Transliterating Old-School BASIC - XP123

Once in a while, I run into a 1980s-era BASIC program, typically written for Commodore 64, Apple ][, or TRS-80. I’d like to transliterate it into a modern language, refactor it, and explore it. These old programs make a nice halfway point between refactoring assembly language and refactoring a modern language.

Old BASICs have several quirks: syntax limitations, undefined behavior, system-dependent access.

We’ll look at a translation approach that makes a starting point for refactoring.

BASIC Syntax

The typical syntax is:

    Line number   Command

e.g.,

    100 PRINT “HELLO”

Line numbers are positive integers, typically ranging 1…9999.

Spaces within a line are optional other than inside strings. (Thanks, FORTRAN!:)

In some BASICs, a colon (:) can be used to put two or more statements on the same line. If the colon follows a THEN clause, those statements are part of the THEN.

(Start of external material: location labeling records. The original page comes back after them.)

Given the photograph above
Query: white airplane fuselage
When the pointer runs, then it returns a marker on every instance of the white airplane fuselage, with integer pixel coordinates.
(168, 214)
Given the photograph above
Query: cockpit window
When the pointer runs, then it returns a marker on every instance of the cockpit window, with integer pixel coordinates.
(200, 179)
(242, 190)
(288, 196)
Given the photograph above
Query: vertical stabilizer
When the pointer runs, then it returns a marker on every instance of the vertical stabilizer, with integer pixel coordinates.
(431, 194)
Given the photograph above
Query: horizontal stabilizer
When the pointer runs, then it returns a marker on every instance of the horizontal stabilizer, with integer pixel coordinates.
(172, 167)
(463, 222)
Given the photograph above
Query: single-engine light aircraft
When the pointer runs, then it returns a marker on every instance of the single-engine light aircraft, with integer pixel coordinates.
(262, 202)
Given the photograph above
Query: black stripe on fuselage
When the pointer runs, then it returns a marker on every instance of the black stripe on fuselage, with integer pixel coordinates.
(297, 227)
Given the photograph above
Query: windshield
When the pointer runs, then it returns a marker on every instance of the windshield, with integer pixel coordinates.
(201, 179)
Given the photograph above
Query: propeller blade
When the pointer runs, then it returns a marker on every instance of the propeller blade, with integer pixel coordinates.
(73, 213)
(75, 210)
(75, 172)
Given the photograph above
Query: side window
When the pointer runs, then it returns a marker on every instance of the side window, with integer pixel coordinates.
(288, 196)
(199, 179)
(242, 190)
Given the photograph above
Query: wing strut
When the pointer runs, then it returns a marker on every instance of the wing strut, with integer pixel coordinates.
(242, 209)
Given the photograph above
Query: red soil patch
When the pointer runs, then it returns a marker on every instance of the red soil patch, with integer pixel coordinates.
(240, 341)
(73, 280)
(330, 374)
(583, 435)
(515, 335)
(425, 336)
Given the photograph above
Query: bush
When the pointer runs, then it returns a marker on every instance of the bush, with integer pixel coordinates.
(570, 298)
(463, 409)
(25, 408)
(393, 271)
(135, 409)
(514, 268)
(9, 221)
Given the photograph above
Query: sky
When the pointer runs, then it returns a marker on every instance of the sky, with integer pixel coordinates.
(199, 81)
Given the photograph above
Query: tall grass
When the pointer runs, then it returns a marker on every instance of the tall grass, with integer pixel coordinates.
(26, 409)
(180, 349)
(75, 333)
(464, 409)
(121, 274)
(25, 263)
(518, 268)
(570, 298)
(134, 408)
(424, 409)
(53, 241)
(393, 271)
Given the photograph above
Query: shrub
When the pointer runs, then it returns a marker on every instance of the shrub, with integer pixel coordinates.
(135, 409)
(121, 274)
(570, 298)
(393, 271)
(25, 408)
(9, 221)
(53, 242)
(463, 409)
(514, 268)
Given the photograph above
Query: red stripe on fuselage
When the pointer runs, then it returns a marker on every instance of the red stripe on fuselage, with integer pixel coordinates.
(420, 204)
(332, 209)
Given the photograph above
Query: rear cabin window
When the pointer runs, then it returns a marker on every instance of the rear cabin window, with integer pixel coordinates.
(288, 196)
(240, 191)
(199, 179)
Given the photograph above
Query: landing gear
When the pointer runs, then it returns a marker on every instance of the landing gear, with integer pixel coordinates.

Common commands include: assignment, END, FOR, GOSUB, GOTO, IF..THEN, POKE, PRINT, REM (remark, for comments), RETURN

Less common commands include: DATA (defines constant data), DEF (create one-liner functions), DIM (dimension – create arrays), INPUT, ON..GOTO (computed GOTO), READ (from DATA statements), RESTORE (reset DATA statements), STOP (re-startable stop).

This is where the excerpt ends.